All outputs are identical between SOAP and REST:
- `output_type="list"` returns List[Dict]
- `output_type="pandas"` returns pd.DataFrame
- `output_type="polars"` returns pl.DataFrame (requires polars extra)
- Field names `rssd` and `id_rssd` are both provided (dual field compatibility)
- Date formats are preserved
- ZIP codes maintain leading zeros
- RSSD IDs are strings

## Error Handling

Exception hierarchy is unchanged:
- `FFIECError` (base)
- `CredentialError` - auth issues, expired tokens
- `ValidationError` - invalid parameters
- `ConnectionError` - network issues
- `RateLimitError` - rate limit exceeded (retry_after available)
- `NoDataError` - no data for given parameters
- `SOAPDeprecationError` - raised when SOAP classes are used (new in v3.0.0)

## Behavioral changes AI agents should know (3.0.0rc4 — rc6)

These are not migration steps but behavioral shifts that can bite code that "worked" in v2.x:

1. **`date_output_format="python_format"` returns tz-aware datetimes (3.0.0rc6).** FFIEC publishes all timestamps in Washington, DC local wall-clock time; the library now attaches `zoneinfo.ZoneInfo("America/New_York")` in this mode. DST is honored. Affects `collect_reporting_periods`, `collect_ubpr_reporting_periods`, `collect_filers_submission_date_time`, and `collect_data`'s `quarter` column. If refactored code compares these datetimes with naive `datetime` values, it will raise `TypeError: can't compare offset-naive and offset-aware datetimes`. Attach a tz to the naive value, or call `.replace(tzinfo=None)` on the library's output.

2. **`date_output_format` is now honored on list-returning methods (3.0.0rc6).** In v2.x, passing `date_output_format="python_format"` or `"string_yyyymmdd"` on `collect_reporting_periods`, `collect_ubpr_reporting_periods`, or `collect_filers_submission_date_time` was a silent no-op — the parameter was validated but ignored. If refactored code had a `datetime.strptime(...)` workaround to parse the returned strings, delete the workaround and trust the parameter.

3. **`except ConnectionError:` may miss more errors (3.0.0rc6).** The REST code path no longer wraps `AttributeError` / `KeyError` / `TypeError` / `FFIECError` subclasses as `ConnectionError`. Code that relied on the wrap (e.g. to suppress transient API quirks surfacing as `AttributeError`) needs explicit handlers for those types.

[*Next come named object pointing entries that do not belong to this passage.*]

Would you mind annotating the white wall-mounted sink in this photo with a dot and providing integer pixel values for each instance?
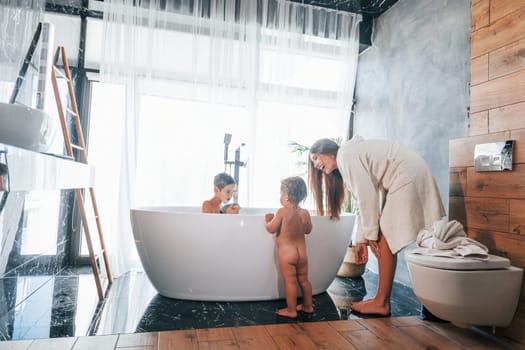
(26, 127)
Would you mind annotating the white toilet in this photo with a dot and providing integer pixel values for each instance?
(464, 291)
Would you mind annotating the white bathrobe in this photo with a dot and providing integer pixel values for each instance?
(374, 168)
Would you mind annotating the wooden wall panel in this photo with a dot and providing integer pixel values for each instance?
(507, 118)
(501, 8)
(479, 123)
(490, 184)
(503, 244)
(499, 92)
(457, 182)
(517, 217)
(506, 60)
(519, 144)
(498, 34)
(479, 69)
(487, 213)
(461, 151)
(491, 205)
(456, 210)
(480, 14)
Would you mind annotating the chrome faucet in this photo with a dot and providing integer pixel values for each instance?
(237, 163)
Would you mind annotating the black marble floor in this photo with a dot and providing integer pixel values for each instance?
(67, 305)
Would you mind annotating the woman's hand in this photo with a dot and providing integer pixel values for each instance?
(374, 246)
(361, 253)
(268, 217)
(233, 209)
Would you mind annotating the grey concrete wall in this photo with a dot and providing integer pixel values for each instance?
(413, 84)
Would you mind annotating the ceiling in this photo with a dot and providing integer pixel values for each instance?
(369, 8)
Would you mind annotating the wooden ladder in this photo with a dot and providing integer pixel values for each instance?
(82, 149)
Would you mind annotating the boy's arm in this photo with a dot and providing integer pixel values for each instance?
(207, 207)
(274, 223)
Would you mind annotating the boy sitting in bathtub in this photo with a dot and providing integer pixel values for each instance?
(224, 185)
(291, 223)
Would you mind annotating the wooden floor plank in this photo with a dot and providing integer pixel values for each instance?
(53, 344)
(407, 321)
(101, 342)
(227, 344)
(294, 341)
(466, 337)
(385, 329)
(430, 339)
(184, 339)
(138, 340)
(378, 333)
(213, 334)
(15, 345)
(325, 336)
(283, 329)
(346, 325)
(254, 338)
(364, 339)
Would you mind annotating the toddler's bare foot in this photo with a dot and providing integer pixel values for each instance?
(287, 313)
(305, 309)
(371, 307)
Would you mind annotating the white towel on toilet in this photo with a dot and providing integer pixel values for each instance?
(448, 239)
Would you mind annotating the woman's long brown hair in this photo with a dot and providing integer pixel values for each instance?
(333, 183)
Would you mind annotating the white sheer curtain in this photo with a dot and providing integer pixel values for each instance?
(18, 22)
(268, 72)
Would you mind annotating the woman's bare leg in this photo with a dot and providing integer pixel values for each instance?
(288, 272)
(380, 304)
(306, 288)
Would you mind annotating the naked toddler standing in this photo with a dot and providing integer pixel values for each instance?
(291, 223)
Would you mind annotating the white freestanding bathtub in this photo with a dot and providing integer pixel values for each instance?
(224, 257)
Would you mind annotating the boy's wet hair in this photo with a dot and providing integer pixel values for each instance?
(222, 180)
(295, 187)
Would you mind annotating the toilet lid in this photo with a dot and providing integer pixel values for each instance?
(446, 263)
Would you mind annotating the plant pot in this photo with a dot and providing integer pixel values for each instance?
(349, 268)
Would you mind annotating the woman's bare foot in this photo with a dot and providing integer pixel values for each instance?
(371, 307)
(308, 310)
(287, 313)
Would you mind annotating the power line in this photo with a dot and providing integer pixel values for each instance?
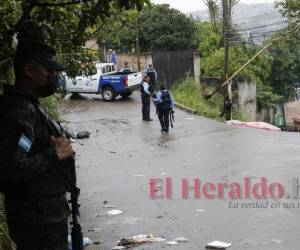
(261, 26)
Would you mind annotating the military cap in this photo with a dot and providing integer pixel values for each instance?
(40, 52)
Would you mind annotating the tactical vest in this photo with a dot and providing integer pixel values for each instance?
(166, 99)
(52, 182)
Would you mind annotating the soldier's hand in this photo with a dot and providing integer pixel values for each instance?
(63, 147)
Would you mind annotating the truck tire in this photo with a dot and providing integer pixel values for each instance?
(108, 94)
(126, 95)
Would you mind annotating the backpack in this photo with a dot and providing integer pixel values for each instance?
(166, 99)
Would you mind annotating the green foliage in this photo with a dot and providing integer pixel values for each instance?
(291, 10)
(266, 96)
(189, 94)
(173, 30)
(285, 68)
(5, 242)
(263, 70)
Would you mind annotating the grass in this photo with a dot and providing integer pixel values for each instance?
(52, 105)
(5, 242)
(190, 95)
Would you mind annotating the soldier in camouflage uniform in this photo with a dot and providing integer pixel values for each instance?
(33, 173)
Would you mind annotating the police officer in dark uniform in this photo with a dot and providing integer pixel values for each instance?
(164, 104)
(145, 95)
(151, 72)
(227, 108)
(33, 173)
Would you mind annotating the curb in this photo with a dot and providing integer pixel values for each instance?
(186, 109)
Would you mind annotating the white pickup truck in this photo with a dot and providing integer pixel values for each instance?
(106, 81)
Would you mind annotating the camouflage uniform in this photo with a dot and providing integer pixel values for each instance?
(31, 175)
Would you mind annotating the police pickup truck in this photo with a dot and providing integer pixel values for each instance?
(106, 81)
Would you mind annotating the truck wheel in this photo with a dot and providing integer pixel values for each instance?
(108, 94)
(125, 95)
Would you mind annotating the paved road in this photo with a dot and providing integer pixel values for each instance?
(116, 163)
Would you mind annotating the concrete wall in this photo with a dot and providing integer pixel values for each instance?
(247, 99)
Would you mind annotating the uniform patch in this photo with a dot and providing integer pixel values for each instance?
(25, 143)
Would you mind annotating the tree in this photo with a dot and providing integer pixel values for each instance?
(291, 10)
(160, 28)
(65, 24)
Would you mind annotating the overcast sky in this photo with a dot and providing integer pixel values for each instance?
(193, 5)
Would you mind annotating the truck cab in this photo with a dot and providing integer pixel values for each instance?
(106, 81)
(89, 83)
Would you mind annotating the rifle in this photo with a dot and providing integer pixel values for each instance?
(76, 233)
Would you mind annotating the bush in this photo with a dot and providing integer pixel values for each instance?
(5, 242)
(189, 94)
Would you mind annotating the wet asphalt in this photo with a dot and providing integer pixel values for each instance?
(115, 165)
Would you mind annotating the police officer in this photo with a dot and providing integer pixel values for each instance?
(32, 169)
(126, 68)
(227, 108)
(151, 72)
(165, 104)
(145, 95)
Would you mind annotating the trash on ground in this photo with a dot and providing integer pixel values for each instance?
(114, 212)
(69, 132)
(181, 239)
(277, 241)
(83, 134)
(139, 240)
(108, 206)
(218, 245)
(86, 242)
(258, 125)
(173, 242)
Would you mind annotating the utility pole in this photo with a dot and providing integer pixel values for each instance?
(226, 33)
(137, 44)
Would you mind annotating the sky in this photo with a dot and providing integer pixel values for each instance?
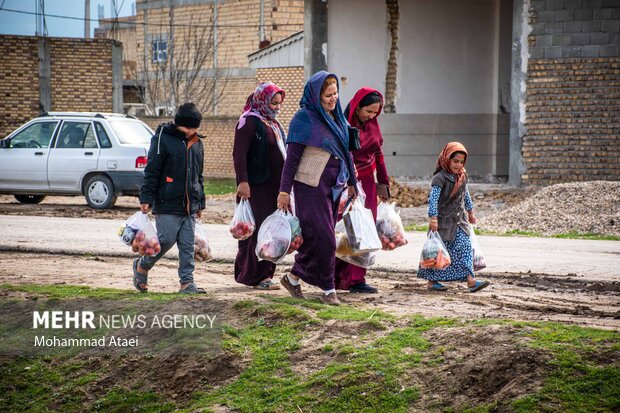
(25, 24)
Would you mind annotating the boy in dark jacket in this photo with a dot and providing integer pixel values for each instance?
(173, 187)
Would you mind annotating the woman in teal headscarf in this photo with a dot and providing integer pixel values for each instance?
(318, 167)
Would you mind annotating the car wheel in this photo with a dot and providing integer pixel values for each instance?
(30, 199)
(99, 192)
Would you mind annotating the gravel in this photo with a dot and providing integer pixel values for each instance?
(584, 207)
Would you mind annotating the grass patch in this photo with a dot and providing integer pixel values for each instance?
(72, 291)
(220, 186)
(35, 384)
(369, 372)
(577, 235)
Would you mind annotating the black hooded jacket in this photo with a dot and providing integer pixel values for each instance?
(173, 181)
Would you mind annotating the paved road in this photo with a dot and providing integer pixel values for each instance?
(600, 259)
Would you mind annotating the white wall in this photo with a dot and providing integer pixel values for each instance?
(358, 44)
(448, 56)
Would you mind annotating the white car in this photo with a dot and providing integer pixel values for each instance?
(98, 155)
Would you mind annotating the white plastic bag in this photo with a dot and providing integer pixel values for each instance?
(479, 261)
(243, 224)
(274, 237)
(139, 232)
(390, 227)
(202, 250)
(296, 237)
(434, 253)
(360, 227)
(344, 197)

4. **Legacy-mode error messages got shorter (3.0.0rc6).** In the default legacy error mode, a polars-missing error used to arrive as `ValueError("Failed to retrieve ... via REST API: Polars not available")`. Now it's the clean `ValueError("Polars not available")`. Code grepping on the old "via REST API" prefix will need updating.

## Testing After Migration

1. Replace `WebserviceCredentials` with `OAuth2Credentials` in test fixtures
2. Replace `FFIECConnection()` with `None` as session parameter
3. Use `Mock(spec=WebserviceCredentials)` if tests need a credential-like object for isinstance checks
4. All output assertions should pass unchanged (format is identical) — **except** for `date_output_format="python_format"` assertions if the test previously expected a naive `datetime` (now tz-aware — see behavioral note 1 above).